This week we got news of a security incident at 1Password, and we’re certain we aren’t the only ones hoping it’s not a repeat of what happened at LastPass. 1Password has released a PDF report on the incident, and while there are a few potentially worrying details, put into context it doesn’t look too bad.
The first sign that something might be amiss was an email from Okta on September 29th — a report of the current list of account administrators. Okta provides authentication and Single Sign-On (SSO) capabilities, and 1Password uses those services to manage user accounts and authentication. The fact that this report was generated without anyone from 1Password requesting it was a sign of potential problems.
And here’s the point where a 1Password employee was paying attention and saved the day, by alerting the security team to the unrequested report. That employee had been working with Okta support, and sent a browser session snapshot for Okta to troubleshoot. That data includes session cookies, and it was determined that someone unauthorized managed to access the snapshot and hijack the session, Firesheep style.

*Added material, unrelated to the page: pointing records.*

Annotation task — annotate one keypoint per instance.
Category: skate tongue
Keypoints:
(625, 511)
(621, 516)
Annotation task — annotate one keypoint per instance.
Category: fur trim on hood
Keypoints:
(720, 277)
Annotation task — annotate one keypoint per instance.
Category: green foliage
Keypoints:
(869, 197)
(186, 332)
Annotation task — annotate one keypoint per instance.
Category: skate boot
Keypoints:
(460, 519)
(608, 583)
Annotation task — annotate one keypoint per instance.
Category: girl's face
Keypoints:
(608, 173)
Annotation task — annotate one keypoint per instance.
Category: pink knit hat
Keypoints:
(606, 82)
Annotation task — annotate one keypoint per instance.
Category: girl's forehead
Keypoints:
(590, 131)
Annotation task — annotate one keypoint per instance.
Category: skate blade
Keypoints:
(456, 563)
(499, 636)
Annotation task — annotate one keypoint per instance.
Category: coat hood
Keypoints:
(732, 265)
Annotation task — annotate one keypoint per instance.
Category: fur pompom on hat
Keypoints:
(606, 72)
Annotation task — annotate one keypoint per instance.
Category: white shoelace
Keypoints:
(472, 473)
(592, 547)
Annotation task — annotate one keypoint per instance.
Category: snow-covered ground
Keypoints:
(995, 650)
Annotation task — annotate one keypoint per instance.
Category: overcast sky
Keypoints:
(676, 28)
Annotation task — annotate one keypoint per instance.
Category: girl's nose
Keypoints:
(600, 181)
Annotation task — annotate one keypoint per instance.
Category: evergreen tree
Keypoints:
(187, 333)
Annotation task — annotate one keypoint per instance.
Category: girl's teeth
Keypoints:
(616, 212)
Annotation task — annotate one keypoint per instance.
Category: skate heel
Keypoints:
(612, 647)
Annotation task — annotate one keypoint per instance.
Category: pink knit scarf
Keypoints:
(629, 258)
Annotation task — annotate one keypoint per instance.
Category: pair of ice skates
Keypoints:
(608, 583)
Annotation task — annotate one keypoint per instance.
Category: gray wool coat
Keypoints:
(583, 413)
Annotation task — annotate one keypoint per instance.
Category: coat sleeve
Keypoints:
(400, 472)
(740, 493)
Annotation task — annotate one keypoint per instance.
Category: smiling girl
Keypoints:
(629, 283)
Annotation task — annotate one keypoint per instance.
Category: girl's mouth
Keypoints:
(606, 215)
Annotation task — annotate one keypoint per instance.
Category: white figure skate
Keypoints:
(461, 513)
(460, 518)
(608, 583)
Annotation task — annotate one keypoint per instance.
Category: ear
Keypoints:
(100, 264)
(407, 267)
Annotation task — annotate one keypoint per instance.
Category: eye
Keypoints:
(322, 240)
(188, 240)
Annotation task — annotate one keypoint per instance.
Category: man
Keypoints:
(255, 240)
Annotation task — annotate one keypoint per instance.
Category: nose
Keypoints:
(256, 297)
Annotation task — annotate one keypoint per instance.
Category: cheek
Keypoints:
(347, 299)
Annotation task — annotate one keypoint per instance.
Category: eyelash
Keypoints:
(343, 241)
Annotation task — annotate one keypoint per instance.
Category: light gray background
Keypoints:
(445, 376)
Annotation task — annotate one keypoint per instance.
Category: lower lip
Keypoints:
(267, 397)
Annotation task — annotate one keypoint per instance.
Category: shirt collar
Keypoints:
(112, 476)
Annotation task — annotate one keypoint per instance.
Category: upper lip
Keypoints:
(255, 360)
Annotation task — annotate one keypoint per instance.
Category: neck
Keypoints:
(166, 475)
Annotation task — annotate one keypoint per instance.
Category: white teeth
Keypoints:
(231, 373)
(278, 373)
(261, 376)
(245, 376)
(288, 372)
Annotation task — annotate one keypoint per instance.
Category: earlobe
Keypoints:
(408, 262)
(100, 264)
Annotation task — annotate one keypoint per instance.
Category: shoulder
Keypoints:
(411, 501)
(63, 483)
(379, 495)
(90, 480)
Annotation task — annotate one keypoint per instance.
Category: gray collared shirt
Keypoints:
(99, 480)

Okta logs seemed to indicate that the snapshot hadn’t been accessed, and there weren’t any records of other Okta customers being breached in this way. This pointed at the employee laptop. The report states that it has been taken offline, which is good. Any time you suspect malicious action on a company machine, the right answer is power it off right away, and start the investigation.
And here’s the one part of the story that gives some pause. Someone from 1Password responded to the possible incident by scanning the laptop with the free edition of Malwarebytes. Now don’t get us wrong, Malwarebytes is a great product for finding and cleaning the sort of garden-variety malware we tend to find on family members’ computers. The on-demand scanning of Malwarebytes free just isn’t designed for detecting bespoke malicious tools like a password management company should expect to be faced with.
But that turns out to be a bit of a moot point, as the real root cause was a compromised account in the Okta customer support system, as revealed on the 20th. The Okta report talks about stolen credentials, which raises a real question about why Okta support accounts aren’t all using two-factor authentication.